Hello all,
I am a student researching possible extensions of HMC-type samplers for settings in which posteriors exhibit high correlation between parameters.
I have a working implementation of a code for a toy problem in Julia using the AdvancedHMC.jl package. The results (posterior traceplots, convergence diagnostics, etc.) are textbook – could not ask for better.
My issue: I have been attempting to replicate the same behavior in R. I am implementing both forward and adjoint sensitivity approaches to help obtain gradients w.r.t. parameters of the system, along with trying to implement NUTS, dual-averaging, and mass matrix adaptation (beyond diagonal). Nothing I do gives results as efficient as Julia’s AdvancedHMC.jl or Stan in R. Julia having access to AD methods obviously means the wall-clock time is better.

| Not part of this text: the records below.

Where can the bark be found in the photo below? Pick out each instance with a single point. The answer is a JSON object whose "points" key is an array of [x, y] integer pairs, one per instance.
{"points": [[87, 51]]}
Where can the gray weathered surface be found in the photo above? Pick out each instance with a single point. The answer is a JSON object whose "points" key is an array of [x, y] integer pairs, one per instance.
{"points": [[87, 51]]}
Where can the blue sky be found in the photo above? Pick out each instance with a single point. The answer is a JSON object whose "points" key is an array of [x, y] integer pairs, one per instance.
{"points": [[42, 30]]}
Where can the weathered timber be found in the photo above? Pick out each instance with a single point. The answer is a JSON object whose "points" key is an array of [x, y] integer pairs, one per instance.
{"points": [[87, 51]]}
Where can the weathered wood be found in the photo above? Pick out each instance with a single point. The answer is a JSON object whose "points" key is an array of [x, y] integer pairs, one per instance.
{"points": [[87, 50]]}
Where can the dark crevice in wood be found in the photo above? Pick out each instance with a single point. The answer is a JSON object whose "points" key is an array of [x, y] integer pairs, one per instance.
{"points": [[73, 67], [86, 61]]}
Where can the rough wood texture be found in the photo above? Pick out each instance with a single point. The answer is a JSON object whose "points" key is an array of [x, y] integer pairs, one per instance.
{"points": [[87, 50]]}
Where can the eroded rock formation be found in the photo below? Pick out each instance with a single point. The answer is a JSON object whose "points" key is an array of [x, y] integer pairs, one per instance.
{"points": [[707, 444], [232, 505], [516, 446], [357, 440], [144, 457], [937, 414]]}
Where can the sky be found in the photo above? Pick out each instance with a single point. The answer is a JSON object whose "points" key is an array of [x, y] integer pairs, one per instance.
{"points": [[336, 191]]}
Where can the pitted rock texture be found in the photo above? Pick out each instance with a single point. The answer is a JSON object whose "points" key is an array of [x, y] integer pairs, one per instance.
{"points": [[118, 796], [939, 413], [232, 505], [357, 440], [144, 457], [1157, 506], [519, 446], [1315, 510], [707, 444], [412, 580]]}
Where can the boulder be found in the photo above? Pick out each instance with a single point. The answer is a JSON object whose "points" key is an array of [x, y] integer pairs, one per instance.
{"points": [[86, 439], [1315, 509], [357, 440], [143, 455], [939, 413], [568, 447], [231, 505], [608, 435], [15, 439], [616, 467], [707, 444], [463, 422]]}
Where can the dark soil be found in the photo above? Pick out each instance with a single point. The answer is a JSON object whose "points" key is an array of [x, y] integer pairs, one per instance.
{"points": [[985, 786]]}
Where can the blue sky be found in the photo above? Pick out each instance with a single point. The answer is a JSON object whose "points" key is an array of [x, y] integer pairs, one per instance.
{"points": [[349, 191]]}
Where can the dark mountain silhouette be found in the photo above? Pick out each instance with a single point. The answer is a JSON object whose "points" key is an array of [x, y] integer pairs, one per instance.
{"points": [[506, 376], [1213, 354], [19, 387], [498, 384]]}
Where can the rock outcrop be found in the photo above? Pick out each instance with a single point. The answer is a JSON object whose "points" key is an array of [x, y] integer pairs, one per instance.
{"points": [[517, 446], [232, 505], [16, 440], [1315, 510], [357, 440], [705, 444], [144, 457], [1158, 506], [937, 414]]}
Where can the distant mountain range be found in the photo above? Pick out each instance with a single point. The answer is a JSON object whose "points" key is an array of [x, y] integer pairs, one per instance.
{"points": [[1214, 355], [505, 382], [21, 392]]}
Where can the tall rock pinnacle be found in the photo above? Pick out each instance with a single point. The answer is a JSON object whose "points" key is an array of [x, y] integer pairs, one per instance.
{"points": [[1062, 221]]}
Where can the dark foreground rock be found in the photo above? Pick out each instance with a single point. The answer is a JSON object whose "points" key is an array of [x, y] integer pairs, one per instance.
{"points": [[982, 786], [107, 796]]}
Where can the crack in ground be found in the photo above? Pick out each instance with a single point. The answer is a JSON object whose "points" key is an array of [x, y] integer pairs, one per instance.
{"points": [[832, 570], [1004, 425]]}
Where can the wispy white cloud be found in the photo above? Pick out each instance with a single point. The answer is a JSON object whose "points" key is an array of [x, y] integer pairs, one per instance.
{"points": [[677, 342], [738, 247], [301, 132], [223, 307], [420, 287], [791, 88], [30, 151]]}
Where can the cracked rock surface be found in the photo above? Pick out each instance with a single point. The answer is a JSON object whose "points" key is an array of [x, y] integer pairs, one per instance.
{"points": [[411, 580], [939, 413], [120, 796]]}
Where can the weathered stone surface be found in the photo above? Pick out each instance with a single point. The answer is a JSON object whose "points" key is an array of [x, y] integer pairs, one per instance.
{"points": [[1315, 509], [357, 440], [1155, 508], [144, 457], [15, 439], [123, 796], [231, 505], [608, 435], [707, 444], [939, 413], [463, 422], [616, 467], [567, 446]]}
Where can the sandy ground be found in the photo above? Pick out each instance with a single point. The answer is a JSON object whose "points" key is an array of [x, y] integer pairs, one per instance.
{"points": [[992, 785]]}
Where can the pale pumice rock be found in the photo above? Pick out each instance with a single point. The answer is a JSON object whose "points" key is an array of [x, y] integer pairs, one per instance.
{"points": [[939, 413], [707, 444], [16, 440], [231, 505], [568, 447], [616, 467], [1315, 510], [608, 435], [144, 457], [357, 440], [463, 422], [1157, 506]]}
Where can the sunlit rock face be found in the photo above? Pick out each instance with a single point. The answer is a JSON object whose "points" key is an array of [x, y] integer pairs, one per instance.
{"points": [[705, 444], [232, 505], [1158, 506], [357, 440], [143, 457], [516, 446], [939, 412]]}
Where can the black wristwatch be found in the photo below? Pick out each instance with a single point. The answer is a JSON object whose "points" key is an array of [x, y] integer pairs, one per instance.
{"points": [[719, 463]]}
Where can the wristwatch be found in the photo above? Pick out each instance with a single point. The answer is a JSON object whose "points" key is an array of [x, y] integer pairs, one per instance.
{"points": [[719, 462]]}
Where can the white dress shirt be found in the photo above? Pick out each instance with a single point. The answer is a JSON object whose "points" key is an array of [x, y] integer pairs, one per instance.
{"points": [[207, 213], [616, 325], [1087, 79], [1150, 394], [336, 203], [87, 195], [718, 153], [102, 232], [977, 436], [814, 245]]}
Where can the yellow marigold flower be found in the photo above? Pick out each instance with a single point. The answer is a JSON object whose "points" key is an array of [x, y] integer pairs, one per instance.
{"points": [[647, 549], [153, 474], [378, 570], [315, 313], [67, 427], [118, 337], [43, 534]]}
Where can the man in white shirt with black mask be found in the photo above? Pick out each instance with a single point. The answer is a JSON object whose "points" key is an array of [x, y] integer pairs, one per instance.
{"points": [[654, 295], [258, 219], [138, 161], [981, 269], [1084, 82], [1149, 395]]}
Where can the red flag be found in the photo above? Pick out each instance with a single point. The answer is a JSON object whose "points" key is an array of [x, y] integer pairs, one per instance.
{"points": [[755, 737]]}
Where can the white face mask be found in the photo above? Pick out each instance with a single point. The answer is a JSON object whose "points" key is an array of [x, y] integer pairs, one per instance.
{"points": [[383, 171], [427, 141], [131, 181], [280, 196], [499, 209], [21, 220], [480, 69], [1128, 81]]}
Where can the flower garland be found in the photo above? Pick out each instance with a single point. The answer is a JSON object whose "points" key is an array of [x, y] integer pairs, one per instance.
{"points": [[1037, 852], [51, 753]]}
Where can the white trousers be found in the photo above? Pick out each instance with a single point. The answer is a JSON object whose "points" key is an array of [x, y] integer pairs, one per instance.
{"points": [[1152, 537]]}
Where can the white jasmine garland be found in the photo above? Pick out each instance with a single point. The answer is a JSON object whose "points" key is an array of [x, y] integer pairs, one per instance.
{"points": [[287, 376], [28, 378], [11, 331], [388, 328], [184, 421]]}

This issue is not ‘surprising’ – per se – but really dampens the exploration of any ideas in research because a suboptimal NUTS sampler means that any convergence diagnostics from testing an idea shroud any potential efficacy.
My Question: Is there any way to implement your own HMCKernel instead of
ϵ = find_good_stepsize(hamiltonian, collect(Float64, initial_θ))
integrator = JitteredLeapfrog(ϵ, 0.1)
kernel = HMCKernel(Trajectory{MultinomialTS}(integrator, GeneralisedNoUTurn()))
adaptor = StanHMCAdaptor(MassMatrixAdaptor(metric), StepSizeAdaptor(0.8, integrator))
and still be able to take advantage of, say, the StanHMCAdaptor and the like?